Death Penalty Upheld for Man Convicted of Sexually Assaulting, Killing Boy

State Supreme Court justices today upheld the death penalty for a 48-year-old man who sexually assaulted, strangled and dismembered a 12-year-old boy in La Habra 20 years ago.

John Samuel Ghobrial was convicted of killing Juan Delgado in March 1998.

Delgado was a sixth-grader at Washington Middle School in La Habra, where he became acquainted with the defendant, who would panhandle in the area.

The victim bought a Snickers bar for Ghobrial when he saw him begging for food in December 1997.
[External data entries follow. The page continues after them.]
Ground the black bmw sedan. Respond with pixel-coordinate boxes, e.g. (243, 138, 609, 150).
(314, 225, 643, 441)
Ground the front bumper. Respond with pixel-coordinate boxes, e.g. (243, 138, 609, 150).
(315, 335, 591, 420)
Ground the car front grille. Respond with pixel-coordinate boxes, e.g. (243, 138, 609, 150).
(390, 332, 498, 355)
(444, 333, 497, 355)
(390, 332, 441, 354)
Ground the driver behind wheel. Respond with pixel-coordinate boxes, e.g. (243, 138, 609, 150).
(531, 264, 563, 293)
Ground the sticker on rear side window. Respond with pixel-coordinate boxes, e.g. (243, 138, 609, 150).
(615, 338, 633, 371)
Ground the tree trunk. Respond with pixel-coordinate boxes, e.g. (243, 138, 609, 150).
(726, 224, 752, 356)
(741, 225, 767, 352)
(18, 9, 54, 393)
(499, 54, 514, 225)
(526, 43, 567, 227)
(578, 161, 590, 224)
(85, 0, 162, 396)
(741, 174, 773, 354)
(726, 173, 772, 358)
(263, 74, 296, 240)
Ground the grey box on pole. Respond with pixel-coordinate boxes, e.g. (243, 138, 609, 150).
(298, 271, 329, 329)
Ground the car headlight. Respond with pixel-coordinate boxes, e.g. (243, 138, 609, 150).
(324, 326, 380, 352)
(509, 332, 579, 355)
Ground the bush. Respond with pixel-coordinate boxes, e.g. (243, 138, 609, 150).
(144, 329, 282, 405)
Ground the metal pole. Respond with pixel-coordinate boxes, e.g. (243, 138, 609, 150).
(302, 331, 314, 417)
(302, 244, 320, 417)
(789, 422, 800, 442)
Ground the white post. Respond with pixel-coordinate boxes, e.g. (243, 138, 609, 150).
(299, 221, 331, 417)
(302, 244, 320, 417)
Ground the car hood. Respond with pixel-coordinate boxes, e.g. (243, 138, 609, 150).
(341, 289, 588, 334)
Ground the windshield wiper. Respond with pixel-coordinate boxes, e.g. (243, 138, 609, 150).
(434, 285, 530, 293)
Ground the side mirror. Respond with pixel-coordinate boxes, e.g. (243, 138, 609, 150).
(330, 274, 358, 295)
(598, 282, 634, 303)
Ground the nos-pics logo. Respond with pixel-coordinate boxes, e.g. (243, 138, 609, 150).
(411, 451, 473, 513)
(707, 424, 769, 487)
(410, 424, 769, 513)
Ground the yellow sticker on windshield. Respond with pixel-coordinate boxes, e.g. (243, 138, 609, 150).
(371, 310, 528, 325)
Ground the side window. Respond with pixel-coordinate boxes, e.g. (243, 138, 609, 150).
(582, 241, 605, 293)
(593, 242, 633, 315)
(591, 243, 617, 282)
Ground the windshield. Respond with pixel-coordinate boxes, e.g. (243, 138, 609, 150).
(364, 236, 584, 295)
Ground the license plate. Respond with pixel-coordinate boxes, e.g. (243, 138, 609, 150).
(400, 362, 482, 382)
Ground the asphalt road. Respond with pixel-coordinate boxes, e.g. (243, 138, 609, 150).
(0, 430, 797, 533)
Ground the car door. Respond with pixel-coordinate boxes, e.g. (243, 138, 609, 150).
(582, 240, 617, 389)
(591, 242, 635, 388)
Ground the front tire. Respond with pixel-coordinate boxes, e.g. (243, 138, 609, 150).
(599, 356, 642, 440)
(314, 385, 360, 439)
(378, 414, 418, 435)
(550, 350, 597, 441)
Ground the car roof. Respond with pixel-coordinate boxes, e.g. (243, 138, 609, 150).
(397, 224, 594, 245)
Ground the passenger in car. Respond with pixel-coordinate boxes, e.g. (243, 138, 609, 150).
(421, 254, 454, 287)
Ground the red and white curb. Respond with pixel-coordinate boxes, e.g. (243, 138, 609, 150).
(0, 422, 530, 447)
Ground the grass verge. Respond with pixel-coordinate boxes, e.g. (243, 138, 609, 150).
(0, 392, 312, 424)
A witness told authorities that he overheard the defendant tell the victim, "I am going to kill you. I will kill you and eat your pee-pee," outside a liquor store where they had been horsing around, the justices wrote in the opinion.

Ghobrial's attorneys argued in the appeal that the defendant's due process rights were violated when a hearing was not called to examine his mental competency to assist in his defense during the death penalty trial. Multiple experts testified the defendant had schizoaffective disorder, with

some saying he heard voices telling him to mutilate his own genitals.

But the justices found there was no evidence that he was not competent to assist in his defense during his trial. His attorneys used his history of mental illness to argue life in prison without parole was a more appropriate punishment.

Ghobrial cut up the remains of his victim and put the pieces in concrete cylinders, leaving those in various places.

He was sentenced to death April 10, 2002.